Aluna: Natália Alessandra Nunes
E.M.E.F Castro Alves - São Leopoldo RS
Professora: Mari Angela Broilo





Conheça as redações: 1º lugar

O banquinho de madeira


    Nasci numa cidade muito pequena no interior do Barracão(Paraná). Cidade boa de morar, foi lá que passei o começo da infância. Por falar em começo, esqueci de me apresentar, meu nome é Sidiane, tenho 36 anos. 

    Hoje pela manhã levantei, aprontei um chimarrão e me sentei na cadeira de balanço, que era da minha velha mãe, e recordei-me de minhas lembranças de infância. 
Adorava acordar cedo para fazer o café para meus pais, todos os dias eu tinha que fazer pães novos, porque papai falava que quando nós casássemos saberíamos ser uma ótima dona de casa,lembro também que papai fez um banquinho de madeira para eu subir, porque não alcançava no fogão.

   Ah, o fogão!
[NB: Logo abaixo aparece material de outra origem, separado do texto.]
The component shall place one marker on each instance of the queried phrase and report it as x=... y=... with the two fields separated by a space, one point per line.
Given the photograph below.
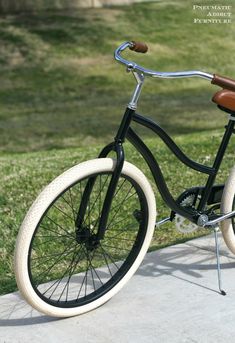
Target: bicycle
x=89 y=229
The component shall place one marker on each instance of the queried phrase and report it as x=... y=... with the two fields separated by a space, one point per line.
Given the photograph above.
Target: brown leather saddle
x=225 y=98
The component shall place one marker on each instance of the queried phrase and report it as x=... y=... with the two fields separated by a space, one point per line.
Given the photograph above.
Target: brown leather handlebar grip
x=139 y=47
x=223 y=82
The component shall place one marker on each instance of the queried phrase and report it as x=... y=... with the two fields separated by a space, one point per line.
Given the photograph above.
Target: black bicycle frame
x=125 y=131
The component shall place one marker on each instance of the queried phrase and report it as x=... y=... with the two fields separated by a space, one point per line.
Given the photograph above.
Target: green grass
x=60 y=84
x=24 y=175
x=61 y=91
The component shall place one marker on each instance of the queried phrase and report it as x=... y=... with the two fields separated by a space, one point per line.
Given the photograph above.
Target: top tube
x=148 y=72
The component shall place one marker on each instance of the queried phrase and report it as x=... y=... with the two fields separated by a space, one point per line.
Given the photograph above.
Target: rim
x=65 y=267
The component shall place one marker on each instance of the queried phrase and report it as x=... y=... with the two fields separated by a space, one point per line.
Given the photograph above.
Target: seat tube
x=218 y=159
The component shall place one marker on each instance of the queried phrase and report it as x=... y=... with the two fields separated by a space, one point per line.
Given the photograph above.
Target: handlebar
x=221 y=81
x=142 y=47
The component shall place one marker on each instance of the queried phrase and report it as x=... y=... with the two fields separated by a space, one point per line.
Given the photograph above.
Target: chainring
x=183 y=225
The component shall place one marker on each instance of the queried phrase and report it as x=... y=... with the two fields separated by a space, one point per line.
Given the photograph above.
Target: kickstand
x=218 y=261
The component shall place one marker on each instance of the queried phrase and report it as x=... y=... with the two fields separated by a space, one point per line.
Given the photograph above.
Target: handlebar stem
x=135 y=97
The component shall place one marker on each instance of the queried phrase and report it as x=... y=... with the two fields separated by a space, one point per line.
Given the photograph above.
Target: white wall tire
x=38 y=208
x=227 y=204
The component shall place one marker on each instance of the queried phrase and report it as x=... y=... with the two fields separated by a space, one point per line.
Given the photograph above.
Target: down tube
x=158 y=177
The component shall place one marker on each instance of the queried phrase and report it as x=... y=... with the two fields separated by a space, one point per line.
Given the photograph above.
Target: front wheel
x=228 y=205
x=61 y=268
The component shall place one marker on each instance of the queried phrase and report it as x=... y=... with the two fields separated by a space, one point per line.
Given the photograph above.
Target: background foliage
x=62 y=97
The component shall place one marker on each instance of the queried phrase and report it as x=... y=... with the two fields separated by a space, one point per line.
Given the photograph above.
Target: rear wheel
x=62 y=269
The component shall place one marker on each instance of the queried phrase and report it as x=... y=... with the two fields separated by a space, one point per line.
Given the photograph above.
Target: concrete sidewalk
x=173 y=297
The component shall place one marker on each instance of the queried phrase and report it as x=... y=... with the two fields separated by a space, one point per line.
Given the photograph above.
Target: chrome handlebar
x=132 y=66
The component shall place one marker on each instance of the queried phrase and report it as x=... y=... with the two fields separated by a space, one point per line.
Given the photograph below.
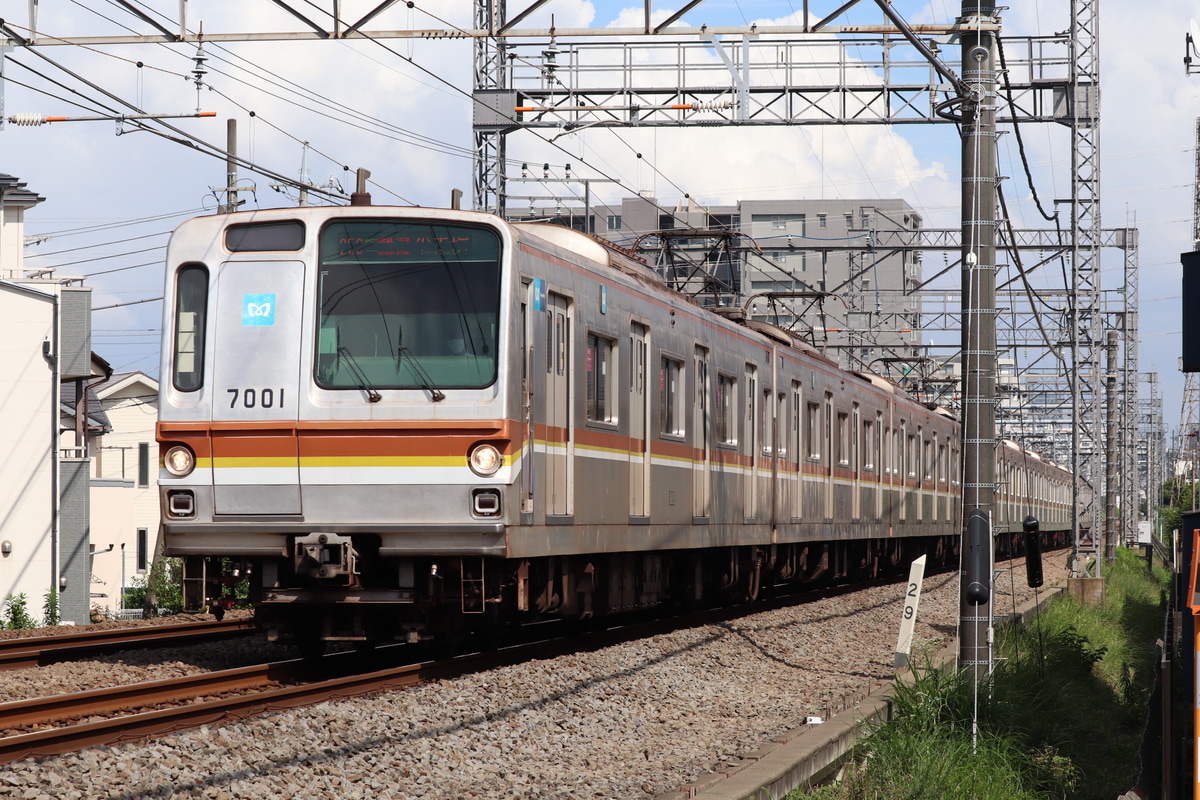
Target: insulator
x=978 y=565
x=28 y=119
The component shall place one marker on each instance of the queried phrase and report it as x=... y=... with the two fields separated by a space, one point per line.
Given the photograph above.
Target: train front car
x=336 y=422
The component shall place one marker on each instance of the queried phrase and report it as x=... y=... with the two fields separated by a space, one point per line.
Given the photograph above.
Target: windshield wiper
x=436 y=394
x=364 y=384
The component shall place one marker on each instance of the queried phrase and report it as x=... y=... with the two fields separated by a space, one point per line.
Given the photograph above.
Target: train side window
x=671 y=397
x=843 y=438
x=813 y=431
x=795 y=438
x=726 y=410
x=562 y=341
x=191 y=311
x=870 y=458
x=600 y=371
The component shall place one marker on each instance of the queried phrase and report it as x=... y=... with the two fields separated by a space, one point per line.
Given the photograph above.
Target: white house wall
x=29 y=401
x=120 y=506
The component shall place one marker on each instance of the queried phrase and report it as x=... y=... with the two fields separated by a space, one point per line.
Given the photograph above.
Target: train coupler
x=325 y=555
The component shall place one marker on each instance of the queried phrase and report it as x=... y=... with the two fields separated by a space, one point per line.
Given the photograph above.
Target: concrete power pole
x=231 y=203
x=978 y=332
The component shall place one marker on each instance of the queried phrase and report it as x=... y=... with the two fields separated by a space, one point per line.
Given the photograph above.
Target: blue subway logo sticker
x=258 y=310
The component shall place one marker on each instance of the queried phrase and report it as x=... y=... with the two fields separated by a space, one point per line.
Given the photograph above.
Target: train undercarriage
x=339 y=588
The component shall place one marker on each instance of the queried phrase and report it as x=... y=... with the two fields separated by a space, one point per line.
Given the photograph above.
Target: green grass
x=1061 y=716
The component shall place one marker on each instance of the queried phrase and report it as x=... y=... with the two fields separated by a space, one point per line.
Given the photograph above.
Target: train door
x=751 y=443
x=827 y=474
x=880 y=469
x=256 y=388
x=856 y=463
x=781 y=503
x=796 y=441
x=558 y=407
x=701 y=480
x=639 y=413
x=903 y=483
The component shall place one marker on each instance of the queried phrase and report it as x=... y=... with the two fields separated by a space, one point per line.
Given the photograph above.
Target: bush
x=16 y=613
x=51 y=614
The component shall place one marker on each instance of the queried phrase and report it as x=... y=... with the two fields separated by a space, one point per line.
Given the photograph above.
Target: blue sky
x=403 y=112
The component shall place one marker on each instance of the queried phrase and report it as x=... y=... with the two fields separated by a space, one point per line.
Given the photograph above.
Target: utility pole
x=978 y=331
x=1111 y=456
x=231 y=190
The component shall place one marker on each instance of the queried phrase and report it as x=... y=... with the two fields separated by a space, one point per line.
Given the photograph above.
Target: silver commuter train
x=406 y=423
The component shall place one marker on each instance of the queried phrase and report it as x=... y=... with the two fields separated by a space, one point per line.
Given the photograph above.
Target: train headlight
x=485 y=459
x=179 y=461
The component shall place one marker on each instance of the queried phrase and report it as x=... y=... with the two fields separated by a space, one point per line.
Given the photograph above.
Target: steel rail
x=334 y=677
x=33 y=651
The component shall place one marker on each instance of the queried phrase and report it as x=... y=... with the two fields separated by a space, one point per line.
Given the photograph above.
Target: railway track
x=35 y=651
x=64 y=723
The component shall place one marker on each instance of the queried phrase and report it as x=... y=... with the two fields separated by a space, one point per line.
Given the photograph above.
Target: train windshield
x=407 y=305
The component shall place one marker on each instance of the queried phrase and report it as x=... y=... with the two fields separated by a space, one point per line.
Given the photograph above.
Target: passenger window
x=670 y=397
x=600 y=379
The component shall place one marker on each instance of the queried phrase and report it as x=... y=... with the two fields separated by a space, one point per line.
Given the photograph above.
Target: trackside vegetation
x=1061 y=716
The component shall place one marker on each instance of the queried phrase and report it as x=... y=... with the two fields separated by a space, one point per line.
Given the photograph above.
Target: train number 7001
x=256 y=397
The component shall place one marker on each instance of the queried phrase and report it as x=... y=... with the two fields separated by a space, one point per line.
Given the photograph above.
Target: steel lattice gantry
x=827 y=76
x=822 y=73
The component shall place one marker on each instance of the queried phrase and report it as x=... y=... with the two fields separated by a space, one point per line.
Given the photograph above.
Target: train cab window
x=726 y=410
x=407 y=305
x=265 y=236
x=671 y=397
x=600 y=372
x=191 y=310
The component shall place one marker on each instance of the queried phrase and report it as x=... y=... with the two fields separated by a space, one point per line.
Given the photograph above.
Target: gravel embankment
x=630 y=721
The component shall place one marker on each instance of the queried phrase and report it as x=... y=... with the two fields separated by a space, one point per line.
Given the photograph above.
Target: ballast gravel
x=630 y=721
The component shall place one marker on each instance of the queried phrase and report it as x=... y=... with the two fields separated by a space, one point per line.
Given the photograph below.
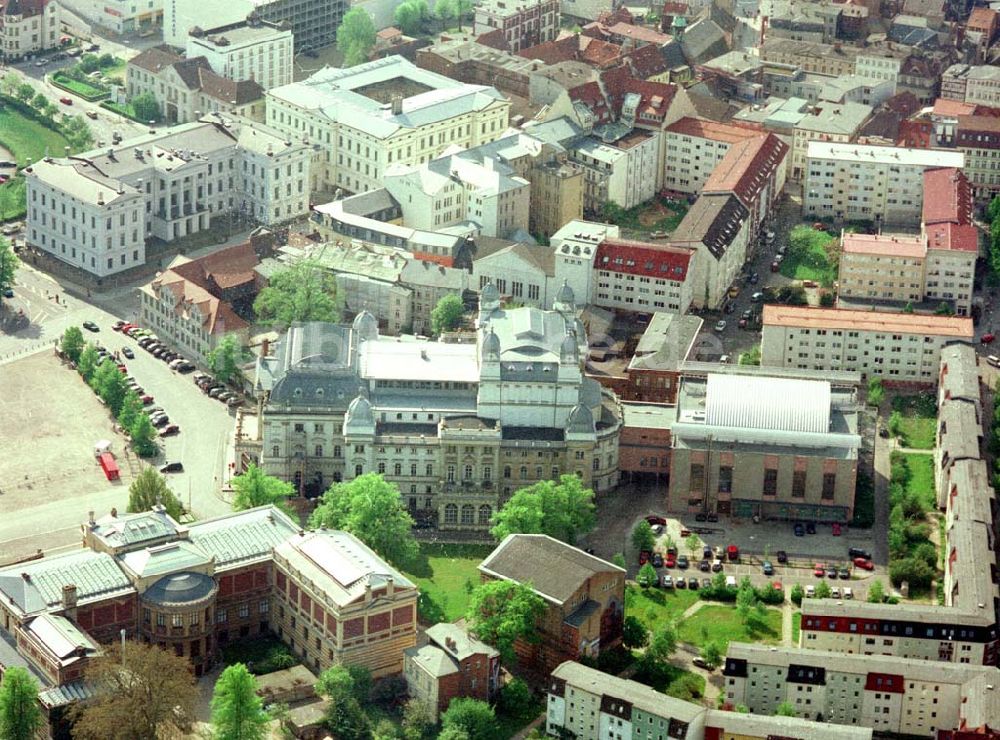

Esse sim me deu trabalho, já que tinha que cozinhar para meus irmãos que trabalhavam na roça com papai e mamãe enquanto eu e minhas irmãs arrumávamos a casa. Pela tarde, logo depois do almoço, juntávamos todas as roupas sujas, colocávamos num cesto e íamos para a beira do rio lavá-las. Não podíamos ficar conversando muito não, pois eu tinha que fazer pães novos para o outro dia de manhã.

    Me recordo também das nossas roupas feitas por mamãe, para as meninas vestidos de chita e sandalhinhas de melissa, e para os meninos, calças de tergal, camisas de botões e sapatos eram os kichutes. As mocinhas usavam ruge e batom cor de carmim, para ficarem mais bonitas ainda. Quando chegava a tardinha, papai, mamãe e meus irmãos chegavam cansados, com as mãos calejadas, sentavam para tomar chimarrão e prosear. Nós, crianças, saíamos a brincar pelo campo, os meninos jogavam bola, e a gente amarrava uma cordinha num galho de árvore para brincarmos de balanço. 

    Quando completei nove anos de idade, meus pais resolveram vir para São Leopoldo, onde nós recomeçamos tudo novamente. Aqui, no começo foi difícil, pois passamos necessidade, só quem estava trabalhando eram os meninos, porque papai estava muito doente. 

    O tempo passou, logo todos foram casando, tendo filhos e eu fiquei de babá dos meus sobrinhos, enquanto minhas irmãs iam ao fura bucho - fura bucho eram os bailes aqui da vila. Logo comecei a namorar, me juntei, tive duas filhas lindas, passei muitas dificuldades, mas superei. Hoje sou separada, moro com minhas filhas, quando sentamos para tomar chimarrão, de repente volto ao passado e digo a elas que naquele tempo era tudo muito diferente, e relato a velha história do meu banquinho de madeira. Oh saudade!